С раздражением, источник которого был не ясен для него, Клим заговорил:

– Давно. Должен сознаться, что я... редко пишу ему. Он отвечает мне поучениями, как надо жить, думать, веровать. Рекомендует книги... вроде бездарного сочинения Пругавина о «Запросах народа и обязанностях интеллигенции». Его письма кажутся мне наивнейшей риторикой, совершенно несовместной с торговлей дубовой клепкой. Он хочет, чтоб я унаследовал те привычки думать, от которых сам он, вероятно, уже отказался.

– Да, – сказала мать, припудривая прыщик, – он всегда любил риторику. Больше всего – риторику. Но – почему ты сегодня такой нервный? И уши у тебя красные...

– Нездоровится, – сказал Клим. Вечером он лежал в постели с компрессом на голове, а доктор успокоительно говорил:

– Что-нибудь гастрическое. Завтра увидим.

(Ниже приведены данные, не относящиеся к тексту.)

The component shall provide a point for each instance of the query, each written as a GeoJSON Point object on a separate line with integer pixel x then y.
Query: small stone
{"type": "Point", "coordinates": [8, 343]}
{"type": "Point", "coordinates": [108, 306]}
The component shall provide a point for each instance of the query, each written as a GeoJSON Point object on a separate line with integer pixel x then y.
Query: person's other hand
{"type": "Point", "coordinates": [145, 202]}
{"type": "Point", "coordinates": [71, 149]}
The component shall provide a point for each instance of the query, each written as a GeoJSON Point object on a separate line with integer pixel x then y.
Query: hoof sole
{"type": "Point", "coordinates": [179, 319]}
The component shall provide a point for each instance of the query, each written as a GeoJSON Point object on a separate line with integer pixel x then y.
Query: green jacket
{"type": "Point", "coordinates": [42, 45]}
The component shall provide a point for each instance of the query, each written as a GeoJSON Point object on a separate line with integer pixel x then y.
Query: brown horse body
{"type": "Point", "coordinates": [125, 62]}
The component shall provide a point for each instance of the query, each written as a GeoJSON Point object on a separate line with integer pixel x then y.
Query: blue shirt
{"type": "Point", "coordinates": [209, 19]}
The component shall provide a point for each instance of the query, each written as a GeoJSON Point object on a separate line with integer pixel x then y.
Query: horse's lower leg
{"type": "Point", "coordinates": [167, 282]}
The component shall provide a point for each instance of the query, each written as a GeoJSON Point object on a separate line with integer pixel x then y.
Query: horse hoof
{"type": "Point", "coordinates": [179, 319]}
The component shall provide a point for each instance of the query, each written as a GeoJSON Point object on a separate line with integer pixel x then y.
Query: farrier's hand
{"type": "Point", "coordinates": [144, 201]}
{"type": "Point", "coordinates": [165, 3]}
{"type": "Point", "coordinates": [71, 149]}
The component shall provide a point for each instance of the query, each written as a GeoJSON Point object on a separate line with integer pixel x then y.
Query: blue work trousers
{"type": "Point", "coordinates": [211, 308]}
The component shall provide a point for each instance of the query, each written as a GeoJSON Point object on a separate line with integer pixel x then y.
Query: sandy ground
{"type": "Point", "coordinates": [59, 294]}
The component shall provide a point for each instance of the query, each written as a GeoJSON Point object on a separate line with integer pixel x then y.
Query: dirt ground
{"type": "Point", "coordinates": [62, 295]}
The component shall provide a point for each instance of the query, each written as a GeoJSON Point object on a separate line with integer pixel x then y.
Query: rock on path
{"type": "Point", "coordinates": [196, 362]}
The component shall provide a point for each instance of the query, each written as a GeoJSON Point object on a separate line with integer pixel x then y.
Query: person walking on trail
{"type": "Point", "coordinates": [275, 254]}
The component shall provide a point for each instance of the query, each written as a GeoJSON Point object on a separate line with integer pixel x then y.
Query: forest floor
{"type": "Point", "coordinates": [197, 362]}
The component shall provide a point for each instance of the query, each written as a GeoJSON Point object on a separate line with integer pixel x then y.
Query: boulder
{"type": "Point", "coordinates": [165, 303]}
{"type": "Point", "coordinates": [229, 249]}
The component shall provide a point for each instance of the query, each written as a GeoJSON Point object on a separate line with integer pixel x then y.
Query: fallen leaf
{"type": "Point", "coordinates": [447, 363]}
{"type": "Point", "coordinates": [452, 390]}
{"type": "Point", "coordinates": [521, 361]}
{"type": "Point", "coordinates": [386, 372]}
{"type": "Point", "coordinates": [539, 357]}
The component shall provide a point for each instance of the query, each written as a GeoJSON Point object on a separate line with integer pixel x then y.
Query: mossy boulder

В течение пяти недель доктор Любомудров не мог с достаточной ясностью определить болезнь пациента, а пациент не мог понять, физически болен он или его свалило с ног отвращение к жизни, к людям? Он не был мнительным, но иногда ему казалось, что в теле его работает острая кислота, нагревая мускулы, испаряя из них жизненную силу. Тяжелый туман наполнял голову, хотелось глубокого сна, но мучила бессонница и тихое, злое кипение нервов. В памяти бессвязно возникали воспоминания о прожитом, знакомые лица, фразы.

«Да – был ли мальчик-то? Может, мальчика-то и не было?»

«Что вы озорничаете!»

«Баба богу – второй сорт».

Все эти словечки торчали пред глазами, как бы написанные в воздухе, торчали неподвижно, было в них что-то мертвое, и, раздражая, они не будили никаких дум, а только усиливали недомогание.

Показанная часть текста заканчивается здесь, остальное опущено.